Customers are the starting point of all actions initiated by the Ricoh Group. In the course of delivering value to customers, all employees engaged in the Group’s business activities—from product planning, development and manufacturing to sales and servicing—think of customer needs and requirements from the customers’ viewpoints and make the most of the technical, marketing and customer information needed for their respective responsibilities and tasks. Information security management is not carried out by a select group of departments or task domains alone; rather, it is considered a comprehensive endeavor that requires the participation of senior management, managers, and employees as well as cooperating business partners.

(2) Day-to-day management and continual improvement

Information security management is meaningful only if it is practiced without fail by all employees in the course of their day-to-day activities. The Ricoh Group makes sure that common standards and rules are firmly in place and education and training programs are fully thoroughly implemented. To ensure that employees put them into practice in day-to-day tasks, efforts such as self-management by each employee, periodic checks by supervisors, and audits by experts are also carried out, and corrective actions are taken promptly for improvements. Continual improvement is promoted while making effective use of the PDCA (plan-do-check-act) cycle for improvement by all levels of personnel from employees and managers to leaders and senior management, which in turn raises the level of security.

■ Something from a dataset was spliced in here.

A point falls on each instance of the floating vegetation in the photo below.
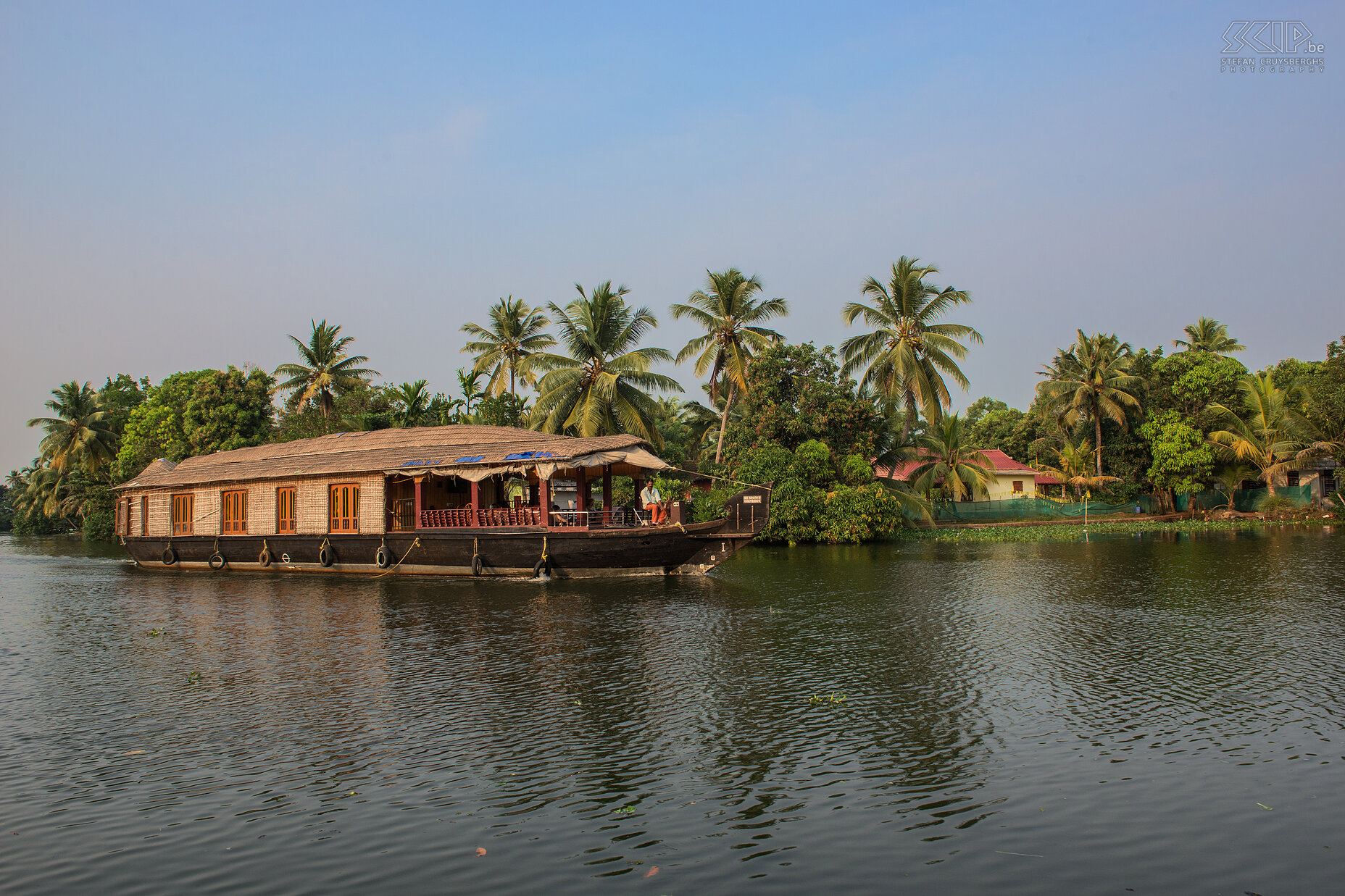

Process of day-to-day management and continual improvement

(3) In-house use

Ricoh Group companies routinely make use in-house of security products and solutions we developed, based on the firm foundations of information security management that comes out of continual improvement with the participation of all employees. Those products and solutions are intended for customers to solve a broad range of issues that obstruct the creation of a secure enterprise. Using those ourselves allows Ricoh to verify product utility and to incorporate any needed improvement before delivery to customers.

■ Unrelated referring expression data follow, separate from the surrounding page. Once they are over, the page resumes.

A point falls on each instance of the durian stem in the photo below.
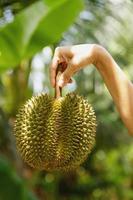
(58, 90)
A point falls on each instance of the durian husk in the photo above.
(55, 134)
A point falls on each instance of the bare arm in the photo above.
(76, 57)
(120, 88)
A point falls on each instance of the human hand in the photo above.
(72, 59)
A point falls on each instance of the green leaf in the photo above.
(38, 25)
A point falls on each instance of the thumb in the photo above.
(65, 77)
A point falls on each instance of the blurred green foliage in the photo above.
(29, 32)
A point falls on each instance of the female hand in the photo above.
(72, 59)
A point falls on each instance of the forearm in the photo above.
(120, 88)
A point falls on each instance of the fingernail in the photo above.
(60, 83)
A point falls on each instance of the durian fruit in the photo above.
(55, 133)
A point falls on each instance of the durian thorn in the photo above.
(58, 90)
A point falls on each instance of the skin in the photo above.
(73, 58)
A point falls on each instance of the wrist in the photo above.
(102, 59)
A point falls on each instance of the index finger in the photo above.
(53, 68)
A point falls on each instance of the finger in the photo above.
(65, 77)
(53, 68)
(70, 81)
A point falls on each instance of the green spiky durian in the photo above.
(55, 134)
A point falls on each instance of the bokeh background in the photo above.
(29, 32)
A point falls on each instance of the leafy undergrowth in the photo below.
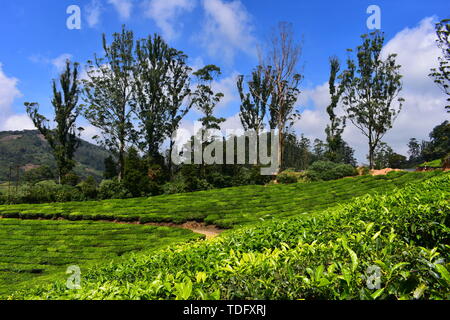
(224, 207)
(36, 252)
(402, 236)
(432, 164)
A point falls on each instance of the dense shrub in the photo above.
(44, 191)
(327, 170)
(174, 187)
(88, 188)
(290, 176)
(403, 234)
(112, 189)
(70, 179)
(39, 174)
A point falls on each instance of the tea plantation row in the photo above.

Delivery of new value to customers through efforts to improve security

The Ricoh Group is working to foster an “information security culture” of the highest level through participation by all employees, day-to-day management and continual improvement, and in-house use. Based on those actions, we strive to fully enforce risk management with the goal of fulfilling corporate social responsibility. For customers, these actions also yield new value in the form of strategic products and systems as well as consulting, know-how and more.

Security for products and services

To further gain customers’ trust, efforts are being made to obtain certification by a third-party organization for security functions of strategic products including digital MFPs and printers.

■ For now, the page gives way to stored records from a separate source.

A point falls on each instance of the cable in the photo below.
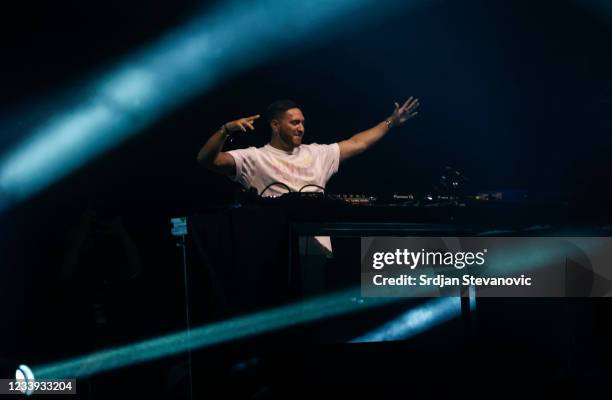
(275, 183)
(312, 184)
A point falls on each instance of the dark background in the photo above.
(514, 94)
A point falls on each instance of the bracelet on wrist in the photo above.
(225, 131)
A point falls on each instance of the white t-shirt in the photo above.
(307, 164)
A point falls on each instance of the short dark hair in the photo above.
(277, 108)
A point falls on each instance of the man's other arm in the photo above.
(211, 156)
(362, 141)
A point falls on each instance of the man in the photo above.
(285, 163)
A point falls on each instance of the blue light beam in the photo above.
(139, 90)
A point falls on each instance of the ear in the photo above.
(274, 125)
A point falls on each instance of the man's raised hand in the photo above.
(241, 125)
(405, 112)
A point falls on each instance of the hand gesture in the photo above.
(405, 112)
(241, 125)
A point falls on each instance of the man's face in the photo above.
(290, 127)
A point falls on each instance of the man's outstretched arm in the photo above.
(361, 141)
(211, 156)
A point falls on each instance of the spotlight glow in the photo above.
(142, 88)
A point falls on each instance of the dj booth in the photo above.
(246, 257)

• Security for products and services

Information security solutions

The Ricoh Group provides information security solutions that help customers solve problems and achieve secure and efficient business innovation. We accumulate know-how gained from in-house use of those solutions, and upon confirmation of their utility, pass the know-how on to customers as proposals and solutions.

Integration with other management systems

At the Ricoh Group, we believe that, to quickly respond to changes in internal and external environments, information security should be administered and managed by incorporating appropriate management measures and processes into day-to-day business operations. This principle was put into practice when Japan’s Personal Information Protection Act came into effect in April 2005. IT control-related changes prescribed in Japan’s Financial Instruments and Exchange Act also have been dealt with in an integrated manner based on a single, unified management system, rather than as individual changes and additions.